State budget revenue in Jan-Nov drops over 7%

State budget revenue in the year to end-November had declined by 7.1% over the same period last year, according to the Ministry of Finance.

The total State budget revenue in the January-November period amounted to nearly VND1.54 quadrillion, equivalent to 94.9% of the 2023 estimate.

The central Government achieved around 96.3% of its projected budget, while local budget revenues met 93.2% of their projections.

Revenue from domestic sources reached over VND1.27 quadrillion, equivalent to 95.4% of the estimate and dropping by 3% year-on-year.
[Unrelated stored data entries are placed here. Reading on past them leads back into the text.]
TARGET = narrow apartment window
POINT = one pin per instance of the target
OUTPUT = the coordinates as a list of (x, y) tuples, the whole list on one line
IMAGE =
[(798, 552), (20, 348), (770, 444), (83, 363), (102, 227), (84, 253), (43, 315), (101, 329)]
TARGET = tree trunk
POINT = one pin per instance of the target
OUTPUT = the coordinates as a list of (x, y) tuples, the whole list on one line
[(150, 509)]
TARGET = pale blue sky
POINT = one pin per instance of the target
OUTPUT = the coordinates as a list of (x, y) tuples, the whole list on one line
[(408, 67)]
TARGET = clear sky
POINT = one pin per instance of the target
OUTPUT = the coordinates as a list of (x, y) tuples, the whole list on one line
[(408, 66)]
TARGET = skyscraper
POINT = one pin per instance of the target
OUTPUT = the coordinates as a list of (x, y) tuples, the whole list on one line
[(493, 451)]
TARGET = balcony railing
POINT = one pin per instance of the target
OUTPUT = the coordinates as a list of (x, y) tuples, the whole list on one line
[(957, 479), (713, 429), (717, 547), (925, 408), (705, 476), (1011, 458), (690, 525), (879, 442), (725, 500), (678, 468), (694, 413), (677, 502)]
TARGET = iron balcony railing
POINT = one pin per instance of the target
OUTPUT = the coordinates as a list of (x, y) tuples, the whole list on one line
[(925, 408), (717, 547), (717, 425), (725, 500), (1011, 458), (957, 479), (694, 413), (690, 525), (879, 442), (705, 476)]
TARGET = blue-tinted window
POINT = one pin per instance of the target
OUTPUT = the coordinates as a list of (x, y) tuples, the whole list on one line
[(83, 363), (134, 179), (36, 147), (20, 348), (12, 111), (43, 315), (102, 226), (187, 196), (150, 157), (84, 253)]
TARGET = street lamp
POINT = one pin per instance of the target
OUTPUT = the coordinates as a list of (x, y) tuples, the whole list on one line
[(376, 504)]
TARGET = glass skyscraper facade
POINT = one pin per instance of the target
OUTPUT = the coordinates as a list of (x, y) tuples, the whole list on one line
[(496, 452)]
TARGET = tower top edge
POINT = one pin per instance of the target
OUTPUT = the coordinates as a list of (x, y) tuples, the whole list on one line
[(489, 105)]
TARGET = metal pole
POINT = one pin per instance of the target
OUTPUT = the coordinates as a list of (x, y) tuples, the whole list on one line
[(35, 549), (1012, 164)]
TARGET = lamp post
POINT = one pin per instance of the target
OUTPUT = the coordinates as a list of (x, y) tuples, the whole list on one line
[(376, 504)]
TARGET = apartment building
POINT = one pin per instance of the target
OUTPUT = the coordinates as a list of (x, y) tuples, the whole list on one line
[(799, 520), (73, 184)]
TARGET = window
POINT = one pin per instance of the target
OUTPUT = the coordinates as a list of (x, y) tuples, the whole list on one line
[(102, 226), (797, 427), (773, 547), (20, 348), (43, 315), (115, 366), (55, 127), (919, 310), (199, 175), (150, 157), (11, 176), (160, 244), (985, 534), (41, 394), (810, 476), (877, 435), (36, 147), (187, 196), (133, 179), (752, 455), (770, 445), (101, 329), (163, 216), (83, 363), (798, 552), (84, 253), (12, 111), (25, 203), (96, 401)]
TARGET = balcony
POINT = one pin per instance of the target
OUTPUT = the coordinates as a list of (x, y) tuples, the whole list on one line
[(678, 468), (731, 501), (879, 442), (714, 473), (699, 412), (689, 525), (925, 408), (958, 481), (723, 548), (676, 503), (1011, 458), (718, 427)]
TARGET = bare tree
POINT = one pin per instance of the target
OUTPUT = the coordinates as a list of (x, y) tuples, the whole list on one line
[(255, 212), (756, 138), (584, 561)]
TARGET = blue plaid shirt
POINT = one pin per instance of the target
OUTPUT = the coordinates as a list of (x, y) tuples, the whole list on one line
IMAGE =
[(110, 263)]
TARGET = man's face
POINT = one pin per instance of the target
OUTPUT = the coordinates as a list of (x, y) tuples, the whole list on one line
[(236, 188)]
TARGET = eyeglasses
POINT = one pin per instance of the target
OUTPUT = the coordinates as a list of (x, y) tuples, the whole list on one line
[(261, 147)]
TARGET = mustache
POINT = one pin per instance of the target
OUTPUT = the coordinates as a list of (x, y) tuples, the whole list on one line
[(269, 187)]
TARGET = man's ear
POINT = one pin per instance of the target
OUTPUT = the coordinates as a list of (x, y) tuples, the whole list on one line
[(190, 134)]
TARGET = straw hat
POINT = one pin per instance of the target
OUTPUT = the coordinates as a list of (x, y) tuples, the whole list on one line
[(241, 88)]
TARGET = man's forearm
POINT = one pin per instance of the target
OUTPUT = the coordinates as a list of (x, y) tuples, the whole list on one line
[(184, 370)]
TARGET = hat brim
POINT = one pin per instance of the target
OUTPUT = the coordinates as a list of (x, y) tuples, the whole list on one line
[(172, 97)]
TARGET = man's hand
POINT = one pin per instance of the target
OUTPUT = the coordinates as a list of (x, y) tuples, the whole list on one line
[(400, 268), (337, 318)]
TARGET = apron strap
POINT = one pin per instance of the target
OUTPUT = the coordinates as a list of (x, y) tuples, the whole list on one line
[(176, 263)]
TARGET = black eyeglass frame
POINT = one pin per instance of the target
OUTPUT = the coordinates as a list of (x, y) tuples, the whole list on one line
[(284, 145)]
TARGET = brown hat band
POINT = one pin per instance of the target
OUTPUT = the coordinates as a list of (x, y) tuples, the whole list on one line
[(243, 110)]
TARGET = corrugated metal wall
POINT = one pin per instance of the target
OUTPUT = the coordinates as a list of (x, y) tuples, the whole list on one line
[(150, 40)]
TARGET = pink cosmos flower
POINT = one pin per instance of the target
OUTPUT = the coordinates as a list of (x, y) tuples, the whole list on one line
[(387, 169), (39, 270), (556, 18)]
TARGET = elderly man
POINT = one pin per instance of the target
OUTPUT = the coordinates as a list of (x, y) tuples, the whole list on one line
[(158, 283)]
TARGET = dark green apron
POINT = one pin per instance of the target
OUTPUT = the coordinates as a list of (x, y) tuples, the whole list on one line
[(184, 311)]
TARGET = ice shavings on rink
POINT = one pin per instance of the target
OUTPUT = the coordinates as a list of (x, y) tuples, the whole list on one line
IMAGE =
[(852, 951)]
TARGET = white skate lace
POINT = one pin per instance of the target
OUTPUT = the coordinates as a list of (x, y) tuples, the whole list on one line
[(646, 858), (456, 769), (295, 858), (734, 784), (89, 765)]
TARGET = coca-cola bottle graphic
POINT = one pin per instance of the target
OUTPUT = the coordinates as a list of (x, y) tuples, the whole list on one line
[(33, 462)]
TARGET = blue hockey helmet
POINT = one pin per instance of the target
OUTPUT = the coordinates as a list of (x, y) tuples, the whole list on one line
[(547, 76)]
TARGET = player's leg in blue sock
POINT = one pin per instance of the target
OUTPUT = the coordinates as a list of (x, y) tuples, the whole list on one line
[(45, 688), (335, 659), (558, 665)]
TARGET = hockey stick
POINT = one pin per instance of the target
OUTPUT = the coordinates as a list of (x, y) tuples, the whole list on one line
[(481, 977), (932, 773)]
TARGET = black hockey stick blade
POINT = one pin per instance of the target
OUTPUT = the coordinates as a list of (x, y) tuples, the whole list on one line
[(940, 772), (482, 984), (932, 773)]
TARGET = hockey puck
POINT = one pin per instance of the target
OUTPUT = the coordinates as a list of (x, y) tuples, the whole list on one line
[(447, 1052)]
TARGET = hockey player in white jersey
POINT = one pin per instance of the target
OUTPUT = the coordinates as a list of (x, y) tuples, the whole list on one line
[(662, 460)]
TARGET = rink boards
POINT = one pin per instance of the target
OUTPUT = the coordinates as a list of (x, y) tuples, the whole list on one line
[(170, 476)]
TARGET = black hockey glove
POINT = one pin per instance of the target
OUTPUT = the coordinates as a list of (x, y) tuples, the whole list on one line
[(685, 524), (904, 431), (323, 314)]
Despite the State budget revenue decline, the accumulated budget expenditure between January and November totaled nearly VND1,503 trillion, equivalent to 72.4% of the estimate and increasing by 10.9% year-on-year.

Of the total budget spending, development investment amounted to an estimated VND461 trillion, up 36.4% year-on-year, while regular spending was VND953 trillion, inching up 2.5%.

Debt payments were estimated to be around VND86.4 trillion, showing a 3.4% increase compared to the same period last year.

HCMC achieves 59% of site clearance disbursement in Jan-Nov

HCMC had disbursed about VND15,600 billion in site clearance compensation for public investment projects in the year to November 30, achieving 59% of the full-year target, according to a recent report from the HCMC Department of Environment and Natural Resources.

Districts 8, 1, 12, Tan Binh, and Phu Nhuan were the top performers, with disbursement rates exceeding 90%. In contrast, 10 other districts reported disbursement rates of 50% to below 90%.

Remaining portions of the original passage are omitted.